Intuitively, it is impossible to unambiguously decode two stimulus dimensions from the response of only one neuron: there are two unknowns for only one equation; each rate value maps to a continuum of possible stimulus values (Fig. 3*e*). Equivalently, the single neuron FIM is singular: it only has one non-zero principal value. The combination of stimulus dimensions that is best encoded by the neuron is along the response map gradient (the FIM principal vector, ∇*r*; Fig. 4*a*, green arrow); the corresponding information magnitude equals the gradient magnitude divided by the variance of the spike rate (the FIM principal value). The orthogonal direction is 0 because locally the response map is flat (Fig. 4*a*, gray direction); consequently, estimators of the orthogonal dimensions will necessarily be biased (or suffer infinite variance; Stoica and Marzetta, 2001). The insights of the two-dimensional FIM are a natural extension of the one-dimensional FI; the information magnitude equals the magnitude of the derivative of the response map (i.e., the norm of the gradient in two dimensions) divided by the variance; the stimulus dimension of best information follows the gradient, i.e., the stimulus direction along which the tuning surface is steepest. FI matrices thus make it possible to quantify the stimulus dimension direction and magnitude of information from any sensory neuron's response map.

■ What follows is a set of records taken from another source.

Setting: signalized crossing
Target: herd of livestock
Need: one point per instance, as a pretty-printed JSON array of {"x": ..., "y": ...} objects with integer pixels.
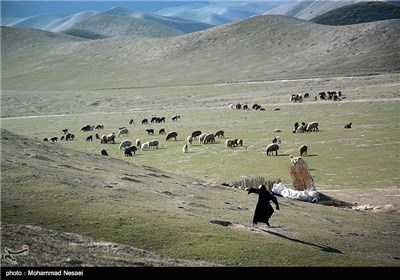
[{"x": 130, "y": 147}]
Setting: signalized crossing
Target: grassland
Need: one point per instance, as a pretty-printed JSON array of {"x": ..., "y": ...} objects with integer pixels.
[{"x": 177, "y": 211}]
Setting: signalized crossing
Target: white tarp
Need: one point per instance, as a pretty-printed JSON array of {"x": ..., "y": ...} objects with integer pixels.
[{"x": 311, "y": 195}]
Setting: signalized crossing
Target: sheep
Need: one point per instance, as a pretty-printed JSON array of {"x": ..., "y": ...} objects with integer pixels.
[
  {"x": 303, "y": 150},
  {"x": 176, "y": 118},
  {"x": 220, "y": 133},
  {"x": 271, "y": 148},
  {"x": 277, "y": 140},
  {"x": 312, "y": 126},
  {"x": 111, "y": 138},
  {"x": 230, "y": 143},
  {"x": 209, "y": 138},
  {"x": 196, "y": 133},
  {"x": 301, "y": 129},
  {"x": 145, "y": 146},
  {"x": 170, "y": 135},
  {"x": 296, "y": 160},
  {"x": 125, "y": 143},
  {"x": 153, "y": 143},
  {"x": 123, "y": 130},
  {"x": 131, "y": 148},
  {"x": 201, "y": 137},
  {"x": 69, "y": 137},
  {"x": 150, "y": 131},
  {"x": 103, "y": 139},
  {"x": 348, "y": 125}
]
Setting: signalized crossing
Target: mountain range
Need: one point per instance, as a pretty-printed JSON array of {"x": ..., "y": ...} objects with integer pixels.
[
  {"x": 259, "y": 48},
  {"x": 172, "y": 20}
]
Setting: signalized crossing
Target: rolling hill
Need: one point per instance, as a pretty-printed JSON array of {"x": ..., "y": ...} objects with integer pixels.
[
  {"x": 259, "y": 48},
  {"x": 359, "y": 13}
]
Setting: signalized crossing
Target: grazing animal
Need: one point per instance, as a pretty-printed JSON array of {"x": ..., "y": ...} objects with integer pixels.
[
  {"x": 296, "y": 160},
  {"x": 123, "y": 130},
  {"x": 348, "y": 125},
  {"x": 153, "y": 143},
  {"x": 271, "y": 148},
  {"x": 111, "y": 138},
  {"x": 132, "y": 149},
  {"x": 145, "y": 146},
  {"x": 176, "y": 118},
  {"x": 312, "y": 126},
  {"x": 196, "y": 133},
  {"x": 277, "y": 140},
  {"x": 230, "y": 143},
  {"x": 303, "y": 150},
  {"x": 125, "y": 143},
  {"x": 172, "y": 134},
  {"x": 209, "y": 138},
  {"x": 201, "y": 137},
  {"x": 220, "y": 133}
]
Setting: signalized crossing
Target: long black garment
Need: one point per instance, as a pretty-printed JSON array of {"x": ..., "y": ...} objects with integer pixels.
[{"x": 264, "y": 209}]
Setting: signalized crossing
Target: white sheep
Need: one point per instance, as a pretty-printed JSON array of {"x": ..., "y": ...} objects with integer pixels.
[
  {"x": 296, "y": 160},
  {"x": 145, "y": 146},
  {"x": 125, "y": 143}
]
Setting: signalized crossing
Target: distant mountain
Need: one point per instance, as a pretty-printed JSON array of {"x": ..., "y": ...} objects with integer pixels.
[
  {"x": 255, "y": 49},
  {"x": 118, "y": 21},
  {"x": 307, "y": 9},
  {"x": 217, "y": 13},
  {"x": 107, "y": 25},
  {"x": 181, "y": 24},
  {"x": 359, "y": 13}
]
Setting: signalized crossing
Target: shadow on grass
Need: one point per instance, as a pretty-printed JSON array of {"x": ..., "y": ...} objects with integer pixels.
[{"x": 323, "y": 248}]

To illustrate the use of FIMs, Figure 4, *b* and *c*, represent the information vectors for the putative “monaural” and “binaural” neurons of Figures 2 and 3 (arrows), overlaid on the information magnitude (color-coded). As expected, the information vector magnitude is maximal in regions where the rate varies maximally (i.e., where the gradient is highest), and the best information direction follows along the direction where the tuning surface is steepest (Fig. 3*b*,*f*). Consistent with the intuition that the regions of higher slope in the response map yield higher information; the putative binaural neuron (Fig. 4*b*) carries information in the direction of ILD for a large range of stimuli, particularly at negative ILDs (Fig. 4*b*, below the first diagonal). On the other hand, the putative monaural neuron (Fig. 4*c*) carries the most information in the contralateral level direction at levels near the contralateral threshold (across a wide band of ipsilateral levels). Although the responses of both neurons are clearly modulated by ILD, and could thus be considered “ILD coders” on the basis of a single ILD tuning curve measured at fixed ABL (Fig. 2), this analysis reveals the stark difference in directionality of information carried by each neuron.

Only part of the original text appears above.